A melhor explicação.
Conheci o Soró no Pacaembu, em dia de jogo do Timão e, mais para frente, fui saber que ele era militante do partidão, feito eu.Na militância, ele era de poucas palavras, quase ninguém notava a sua
presença, no estádio se soltava, exaltava o time do parque, balançava a
bandeira, batia tambor e xingava a mãe do juiz, feito esses malucos de
torcida organizada e, em 1980, haviam poucos deles.
O Soró não era paulistano, era cearense e natural do Crato, no entanto,
se alguém perguntasse do Fortaleza e do Ceará, ele fechava a cara e
tascava:
_Não faço ideia do que você está falando, nasci maloqueiro e vou morrer corintiano.
Se o sujeito insistisse nesse caminho, ele engrossava e mandava tomar no...
Como nessa época, quem mandava em tudo era o Doutor, usando tática de
guerrilha, invadimos o estádio várias vezes e, também fomos encaminhados
ao departamento de polícia, como éramos menores de idade, nem
chegávamos a ficar em celas.
Ele morava numa pensão na avenida
Liberdade e eu alugava um quartinho na rua dos Estudantes e concordamos
que o melhor lugar para apreciar uma boa cerveja, era na rua Maria
Paula, bem de frente pro viaduto e São Paulo toda na porta da rua.

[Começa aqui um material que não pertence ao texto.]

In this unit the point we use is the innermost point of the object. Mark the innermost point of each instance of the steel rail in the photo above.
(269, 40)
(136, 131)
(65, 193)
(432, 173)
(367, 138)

Num domingo morno, quando o sol caia por cima da cordilheira de prédios da 23 de Maio, iniciei uma prosa:
_Meu amigo Soró, como pode um cara que nasceu no Ceará, ser fanático
por um time da capital, veja, eu sou nascido no Bexiga, filho e neto de
corintianos, isso é normal, ninguém vai estranhar...agora, um cara do
Crato, tem paciência Soró.
A garrafa da mesa já se findava, bebeu
aquele restinho que ainda estava no fundo do copo, numa tranquilidade de
quem só estava começando, levantou a mão para o garçom, mostrou dois
dedos para ele, assim que se fez entender pelo garçom, respirou fundo e
olhou na minha direção, com a maior calma do mundo disse:
_Caro
amigo Niltão, não é por ter nascido nessa terra ou por razões de
hereditariedade que você é corintiano.Você é corintiano de verdade,
porque lhe faltam alguns parafusos na cabeça.
O garçom chegou com as
garrafas e encheu os copos, sob a nossa vista, virou os copos para que o
colarinho não fosse muito grande, eu já ria esperando o fim do
pensamento do amigo.
Estalou os dedos no ar, como se isso fosse ajudá-lo a lembrar o ponto que havia parado a conversa...Ah sim, parafusos.
_Então, a mim também faltam os parafusos, a única diferença é que eu nasci no estado do Ceará.